Parigi, 13 gennaio 2026 – Un imponente corteo di trattori ha nuovamente invaso le strade di Parigi questa mattina, con circa 400 agricoltori radunati davanti all’Assemblea Nazionale, cuore politico della Francia, per protestare contro l’accordo commerciale tra Unione Europea e Mercosur e la gestione governativa della dermatite bovina. La mobilitazione, organizzata dalla FNSEA, principale sindacato agricolo francese, segna una ripresa decisa delle tensioni nel settore agricolo d’Oltralpe.
La protesta e la mobilitazione dei trattori a Parigi
Alle ore 10, secondo la prefettura di polizia di Parigi, 353 trattori erano disposti sul Quai d’Orsay, tra il Pont de l’Alma e il Pont de la Concorde, creando una lunga fila che ha attratto l’attenzione della capitale. Circa 400 manifestanti si sono concentrati nei pressi dell’Assemblea Nazionale, senza che al momento si registrassero tensioni o incidenti. Lo striscione esposto recitava “La rivolta agricola riprende”, sottolineando la determinazione degli agricoltori a farsi ascoltare.
Damien Greffin, vicepresidente della FNSEA, ha dichiarato che i trattori resteranno nella capitale “fin quando le loro richieste non saranno accolte”, chiedendo un incontro diretto con il primo ministro Sébastien Lecornu. La protesta segue una serie di iniziative già avviate nei giorni scorsi in diverse regioni, in particolare nel sud-ovest di Francia, dove è stato rimosso un blocco stradale sull’autostrada A64 Bayonne-Tolosa.

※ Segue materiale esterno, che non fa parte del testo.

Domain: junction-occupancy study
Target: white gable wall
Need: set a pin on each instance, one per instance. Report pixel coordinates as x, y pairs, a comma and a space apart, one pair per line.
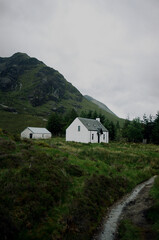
95, 137
72, 133
85, 136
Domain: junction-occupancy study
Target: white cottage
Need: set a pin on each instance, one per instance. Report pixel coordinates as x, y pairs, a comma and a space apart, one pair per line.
87, 130
36, 133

Le ragioni della protesta: l’accordo UE-Mercosur e la dermatite bovina
Gli agricoltori contestano in primo luogo l’accordo di libero scambio Ue-Mercosur, che l’Unione Europea si appresta a firmare con Argentina, Brasile, Paraguay e Uruguay, i quattro paesi fondatori del Mercosur. L’intesa, negoziata a partire dal 2019 e rafforzata nel dicembre 2024 con impegni ambientali e sociali, prevede una progressiva liberalizzazione del 90% delle importazioni di beni industriali europei e del 93% dei prodotti agricoli sudamericani nell’arco di dieci anni.

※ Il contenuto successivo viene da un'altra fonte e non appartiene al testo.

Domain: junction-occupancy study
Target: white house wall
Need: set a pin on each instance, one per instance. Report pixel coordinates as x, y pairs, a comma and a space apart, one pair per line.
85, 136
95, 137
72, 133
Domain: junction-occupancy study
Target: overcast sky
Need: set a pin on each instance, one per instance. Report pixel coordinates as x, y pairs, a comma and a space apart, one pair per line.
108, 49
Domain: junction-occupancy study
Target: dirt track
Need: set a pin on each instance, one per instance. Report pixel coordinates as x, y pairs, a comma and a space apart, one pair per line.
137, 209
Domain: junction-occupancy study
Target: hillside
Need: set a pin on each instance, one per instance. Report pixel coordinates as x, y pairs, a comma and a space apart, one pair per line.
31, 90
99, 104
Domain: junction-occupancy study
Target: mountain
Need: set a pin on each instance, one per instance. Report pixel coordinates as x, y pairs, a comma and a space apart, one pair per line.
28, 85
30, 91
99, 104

Nonostante l’accordo presenti vantaggi per l’industria europea – come l’eliminazione di dazi elevati su ricambi auto (35%), macchinari (20%), prodotti chimici (18%) e farmaceutici (14%) – gli agricoltori temono un impatto negativo su settori sensibili come la carne bovina, lo zucchero e il pollame, preoccupati per il rispetto degli standard europei di sicurezza alimentare.
Parallelamente, la protesta denuncia la gestione della dermatite bovina da parte dell’esecutivo francese, una malattia che ha pesanti ripercussioni sull’allevamento e l’export. Il ministero dell’Agricoltura ha annunciato che farà nuovi comunicati nella serata odierna per cercare di placare le tensioni rurali, dopo gli interventi della ministra Annie Genevard la scorsa settimana.

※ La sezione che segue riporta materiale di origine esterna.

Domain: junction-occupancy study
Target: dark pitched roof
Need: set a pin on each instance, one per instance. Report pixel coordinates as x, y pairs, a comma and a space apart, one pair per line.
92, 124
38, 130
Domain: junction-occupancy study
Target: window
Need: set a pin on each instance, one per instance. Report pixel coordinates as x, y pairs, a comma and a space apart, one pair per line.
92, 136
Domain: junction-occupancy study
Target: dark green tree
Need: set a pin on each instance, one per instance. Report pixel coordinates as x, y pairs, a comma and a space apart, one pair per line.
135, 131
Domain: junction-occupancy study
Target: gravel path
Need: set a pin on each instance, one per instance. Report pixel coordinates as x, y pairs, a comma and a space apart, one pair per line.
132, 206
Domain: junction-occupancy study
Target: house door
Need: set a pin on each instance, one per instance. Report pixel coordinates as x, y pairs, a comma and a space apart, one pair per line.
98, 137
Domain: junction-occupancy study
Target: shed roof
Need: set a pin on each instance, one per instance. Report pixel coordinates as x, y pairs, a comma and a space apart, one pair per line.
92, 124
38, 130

In un momento cruciale per la ratifica dell’accordo a Bruxelles e nei parlamenti nazionali, la mobilitazione degli agricoltori francesi si inserisce nel dibattito politico europeo, in cui l’Italia e altri Paesi restano indecisi o contrari, preoccupati per la tutela del comparto agricolo e per la sostenibilità ambientale delle importazioni dal Mercosur. La protesta di Parigi conferma la complessità e la delicatezza del negoziato, che rappresenta una sfida importante per l’Unione Europea nel suo intento di creare la più grande area di libero scambio del mondo.